If we build these tools on the backs of patients without their knowledge, we have breached the trust that is the bedrock of the patient-provider relationship. We must ensure that the push for big data collection is governed by transparent consent frameworks, clear opt-in participation, and disclosure on how their health data will be used. Without this, the big data push risks becoming a vacuum that sucks up private health journeys without a clear, ethical mandate.
The Untrained Hand and the Golden Rule of Healthcare
In medicine, our North Star is the Hippocratic Oath: Primum non nocere — First, do no harm. This must remain the number one priority for AI developers and biotech leaders alike.
The irony of the current moment is that, while we want to empower individuals to take control of their own healthcare, we’re placing powerful, potentially misleading advice into untrained hands. A patient may not have a team of highly trained professionals to vet the AI’s suggestions.
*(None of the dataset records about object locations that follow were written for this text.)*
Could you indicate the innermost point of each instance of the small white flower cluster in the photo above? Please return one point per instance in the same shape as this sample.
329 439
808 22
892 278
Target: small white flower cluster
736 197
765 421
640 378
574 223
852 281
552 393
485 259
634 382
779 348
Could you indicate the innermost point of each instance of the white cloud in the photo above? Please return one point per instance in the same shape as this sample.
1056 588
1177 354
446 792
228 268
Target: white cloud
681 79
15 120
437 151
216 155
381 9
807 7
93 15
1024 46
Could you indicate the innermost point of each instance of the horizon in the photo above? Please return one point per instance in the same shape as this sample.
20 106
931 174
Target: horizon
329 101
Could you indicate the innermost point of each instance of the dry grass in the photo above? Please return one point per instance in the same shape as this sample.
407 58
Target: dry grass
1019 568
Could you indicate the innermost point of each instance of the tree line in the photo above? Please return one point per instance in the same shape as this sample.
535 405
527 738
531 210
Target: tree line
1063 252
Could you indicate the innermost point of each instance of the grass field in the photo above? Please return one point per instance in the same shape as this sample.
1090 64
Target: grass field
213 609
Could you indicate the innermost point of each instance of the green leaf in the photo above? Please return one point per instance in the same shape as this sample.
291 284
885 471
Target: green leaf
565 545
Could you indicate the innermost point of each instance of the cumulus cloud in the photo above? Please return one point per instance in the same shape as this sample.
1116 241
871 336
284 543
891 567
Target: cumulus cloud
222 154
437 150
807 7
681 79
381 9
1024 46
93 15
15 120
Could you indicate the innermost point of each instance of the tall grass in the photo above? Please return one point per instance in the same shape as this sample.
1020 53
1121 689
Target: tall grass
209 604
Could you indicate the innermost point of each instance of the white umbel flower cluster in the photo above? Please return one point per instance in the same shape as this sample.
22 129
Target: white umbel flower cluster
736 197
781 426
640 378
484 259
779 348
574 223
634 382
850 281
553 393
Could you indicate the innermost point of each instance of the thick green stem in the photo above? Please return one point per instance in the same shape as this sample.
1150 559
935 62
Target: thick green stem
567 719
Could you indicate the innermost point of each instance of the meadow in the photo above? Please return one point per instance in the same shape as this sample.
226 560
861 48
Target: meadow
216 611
This is particularly concerning for younger patients or those with complex, multi-system disorders.
When AI provides a recommendation, it often does so with an authoritative, clinical tone. If that advice is misguided, perhaps because the system missed a subtle contraindication in the data, the patient may act on it with a false sense of security. To counter this, LLMs need a validation layer where advice is cross-referenced against verified clinical guidelines before it reaches the user. We cannot treat an AI health suggestion with the same casualness we treat an AI-generated recipe or travel itinerary.
The Evolving Privacy Threat in AI Healthcare
Although the general public has become somewhat desensitized to data privacy in a social media context, health privacy is a different beast entirely. We’re no longer just worried about our names and addresses being leaked; we’re worried about the nefarious use of our search history and health inquiries.
Consider the so-called Mole Scenario. If a person uses a health LLM to analyze a photo of a mole or to search for symptoms of melanoma, where does that data go? The concern isn’t just about a data breach. It’s about the secondary use of that data. Could an insurance company access those logs to determine that a person has a “predisposition” to a disorder before a clinical diagnosis is even made? Could your digital paper trail of health concerns impact your future premiums or your ability to get coverage? These are not hypothetical fears; they’re the privacy challenges of the next decade.
Safeguarding the Future
The vision of Profusa has always been about bringing clarity to the body’s internal chemistry through continuous monitoring. We believe that tools like ChatGPT Health can be the “brain” that interprets the “signal” we provide. But for this partnership to work, the brain must be trained on truth, not noise.
We must advocate for curated, scientifically verified data sets, transparent consent models and rigorous validation of AI advice. If we prioritize these ethical safeguards now, we can ensure that these tools fulfill their promise of making a direct, positive impact on human life. If we don’t, we risk the very technology meant to uphold the Golden Rule of health tripping it up from the start.
Let us move forward with the excitement this new chapter deserves, but with the caution that medicine demands.